By Sara Sezun | MIT OpenCourseWare
Tooba Siddiqui, a student at IQRA University in Islamabad, Pakistan, is determined to pursue her education in spite of political unrest. She gives credit to OCW for allowing her to overcome many obstacles. According to Siddiqui, Islamabad is a relatively peaceful city, although, due to frequent strikes, getting to class can sometimes be impossible. She says, “I learned from OCW a lot when the roads from my residential area used to be blocked due to some political happening, and I had no other choice than to sit at home.”
“It’s said that it takes a village to raise a child, and I am living proof of that myself,” relates Siddiqui, whose father died when she was six years old. Due to severe arthritis and “social norms,” her mother had limited job opportunities. Siddiqui describes how relatives, neighbors, and classmates “started helping both financially and socially to help raise me and my siblings… from providing shelter to hitching a ride to school or attending a parent-teacher meeting.” Thanks to the assistance she has received, Siddiqui decided to major in Development Studies to be able to help others. “I see myself as the child of the village who has made an implicit but lifelong promise to help those in need and make them a functional part of society again.”

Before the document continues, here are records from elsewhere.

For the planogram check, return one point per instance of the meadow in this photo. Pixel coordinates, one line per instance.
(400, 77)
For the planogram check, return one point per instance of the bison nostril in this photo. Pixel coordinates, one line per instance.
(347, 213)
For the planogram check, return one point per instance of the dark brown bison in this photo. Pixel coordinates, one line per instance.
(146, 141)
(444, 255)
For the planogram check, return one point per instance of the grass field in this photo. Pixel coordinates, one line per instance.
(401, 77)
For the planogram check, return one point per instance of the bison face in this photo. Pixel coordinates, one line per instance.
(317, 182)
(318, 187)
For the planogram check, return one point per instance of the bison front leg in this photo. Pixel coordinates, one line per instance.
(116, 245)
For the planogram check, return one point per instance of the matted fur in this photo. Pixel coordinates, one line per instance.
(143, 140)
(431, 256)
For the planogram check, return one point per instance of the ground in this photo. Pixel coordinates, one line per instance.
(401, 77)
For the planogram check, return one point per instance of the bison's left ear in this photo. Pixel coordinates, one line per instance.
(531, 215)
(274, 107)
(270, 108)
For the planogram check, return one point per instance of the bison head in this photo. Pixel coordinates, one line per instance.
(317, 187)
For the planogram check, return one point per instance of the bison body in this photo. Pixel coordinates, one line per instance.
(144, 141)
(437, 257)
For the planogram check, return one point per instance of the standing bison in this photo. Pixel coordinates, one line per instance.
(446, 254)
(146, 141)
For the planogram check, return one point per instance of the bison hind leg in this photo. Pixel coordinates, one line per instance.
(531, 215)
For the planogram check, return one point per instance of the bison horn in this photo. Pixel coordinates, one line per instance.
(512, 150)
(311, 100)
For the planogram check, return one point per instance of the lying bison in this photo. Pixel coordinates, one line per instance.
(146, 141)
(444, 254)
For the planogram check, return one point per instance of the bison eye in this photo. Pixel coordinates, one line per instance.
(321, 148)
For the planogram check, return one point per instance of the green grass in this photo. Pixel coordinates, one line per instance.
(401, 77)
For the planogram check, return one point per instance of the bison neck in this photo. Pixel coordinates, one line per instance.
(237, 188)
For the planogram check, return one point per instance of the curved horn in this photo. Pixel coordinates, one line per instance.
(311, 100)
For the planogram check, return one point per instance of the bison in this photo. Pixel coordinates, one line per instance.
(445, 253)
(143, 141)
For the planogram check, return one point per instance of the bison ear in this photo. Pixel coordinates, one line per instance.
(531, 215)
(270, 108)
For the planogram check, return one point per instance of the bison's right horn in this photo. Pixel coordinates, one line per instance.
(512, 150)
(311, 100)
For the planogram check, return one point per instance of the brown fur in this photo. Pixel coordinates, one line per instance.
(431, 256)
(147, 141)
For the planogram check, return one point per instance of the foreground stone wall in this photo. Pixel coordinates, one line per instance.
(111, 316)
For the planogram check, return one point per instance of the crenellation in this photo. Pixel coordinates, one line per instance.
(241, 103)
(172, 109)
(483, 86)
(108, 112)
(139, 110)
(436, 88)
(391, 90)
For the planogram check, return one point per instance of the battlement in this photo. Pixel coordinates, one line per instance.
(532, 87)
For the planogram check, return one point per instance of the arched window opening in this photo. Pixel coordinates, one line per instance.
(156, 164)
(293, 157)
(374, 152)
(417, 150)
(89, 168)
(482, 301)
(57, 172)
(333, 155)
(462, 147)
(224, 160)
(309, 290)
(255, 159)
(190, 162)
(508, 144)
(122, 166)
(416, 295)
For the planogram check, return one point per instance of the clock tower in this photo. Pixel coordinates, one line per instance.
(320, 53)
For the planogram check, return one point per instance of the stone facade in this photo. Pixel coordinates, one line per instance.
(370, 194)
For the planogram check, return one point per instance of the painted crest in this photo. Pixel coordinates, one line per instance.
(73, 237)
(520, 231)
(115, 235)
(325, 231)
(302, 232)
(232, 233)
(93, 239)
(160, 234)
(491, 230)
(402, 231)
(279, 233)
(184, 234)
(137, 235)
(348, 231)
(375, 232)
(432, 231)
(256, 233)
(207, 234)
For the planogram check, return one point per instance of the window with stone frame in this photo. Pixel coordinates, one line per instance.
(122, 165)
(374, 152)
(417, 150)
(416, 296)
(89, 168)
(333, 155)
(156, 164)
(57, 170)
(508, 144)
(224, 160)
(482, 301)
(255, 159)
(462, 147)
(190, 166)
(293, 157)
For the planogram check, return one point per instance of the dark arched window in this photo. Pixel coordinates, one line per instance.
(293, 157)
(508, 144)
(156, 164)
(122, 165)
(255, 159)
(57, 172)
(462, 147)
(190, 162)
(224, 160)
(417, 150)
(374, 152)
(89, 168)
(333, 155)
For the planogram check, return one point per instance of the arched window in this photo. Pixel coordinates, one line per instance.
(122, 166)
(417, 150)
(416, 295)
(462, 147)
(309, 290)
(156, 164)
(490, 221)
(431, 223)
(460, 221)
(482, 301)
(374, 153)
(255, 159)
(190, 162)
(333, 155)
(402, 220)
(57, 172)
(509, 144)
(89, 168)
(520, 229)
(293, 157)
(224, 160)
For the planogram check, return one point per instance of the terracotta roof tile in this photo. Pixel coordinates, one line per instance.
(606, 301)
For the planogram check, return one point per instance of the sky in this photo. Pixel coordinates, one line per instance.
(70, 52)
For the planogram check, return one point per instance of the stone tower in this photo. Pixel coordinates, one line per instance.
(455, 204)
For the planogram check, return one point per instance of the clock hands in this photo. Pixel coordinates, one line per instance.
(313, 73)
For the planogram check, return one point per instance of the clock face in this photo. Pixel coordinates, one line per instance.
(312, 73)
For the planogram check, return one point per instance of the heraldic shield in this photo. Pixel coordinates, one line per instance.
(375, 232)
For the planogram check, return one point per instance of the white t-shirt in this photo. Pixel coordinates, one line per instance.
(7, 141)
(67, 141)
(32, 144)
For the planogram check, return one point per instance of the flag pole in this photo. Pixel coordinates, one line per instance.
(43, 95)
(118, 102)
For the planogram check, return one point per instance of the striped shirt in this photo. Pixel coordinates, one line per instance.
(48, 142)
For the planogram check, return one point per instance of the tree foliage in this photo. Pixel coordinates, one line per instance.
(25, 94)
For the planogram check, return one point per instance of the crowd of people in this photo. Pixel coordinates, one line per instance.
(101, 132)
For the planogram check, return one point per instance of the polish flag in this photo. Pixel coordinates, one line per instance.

“You experience the education only a certain percent of the people in the world can afford (through OCW). You enjoy the classes as if you are actually sitting in the class and taking notes.”
To maximize her learning experience, Siddiqui often takes the same course at her university and through OCW simultaneously. She has done this for Development Economics, Microeconomics, Urbanization and Development, and Introduction to Psychology, among others. Siddiqui credits OCW for helping her understand sociology and economics, and gives special thanks to Professors Jonathan Gruber, Abhijit Banerjee, and Guido Lorenzoni. “I find economics quite tough,” she says, “and with the help of lectures by these professors, they are no longer difficult to understand for me.”
To complement her studies, Siddiqui volunteers at the IQRA Center for Social Responsibility, which runs assistance programs in education, vocational training, and social enterprise. “I have been particularly engaged in renovating a public school with the help of funds that were raised,” says Siddiqui. She now teaches English and math at this school, to children between the ages of four and ten.
Currently in her seventh semester of university, Siddiqui is planning to take Macroeconomics, as well as Social and Political Movements, through OCW. Eventually she would like to work in education. Her goal is “to educate the young generation of Pakistan on how to save themselves from child abuse and harassment, and to come up with teaching strategies for the mentally disabled people of Pakistan.”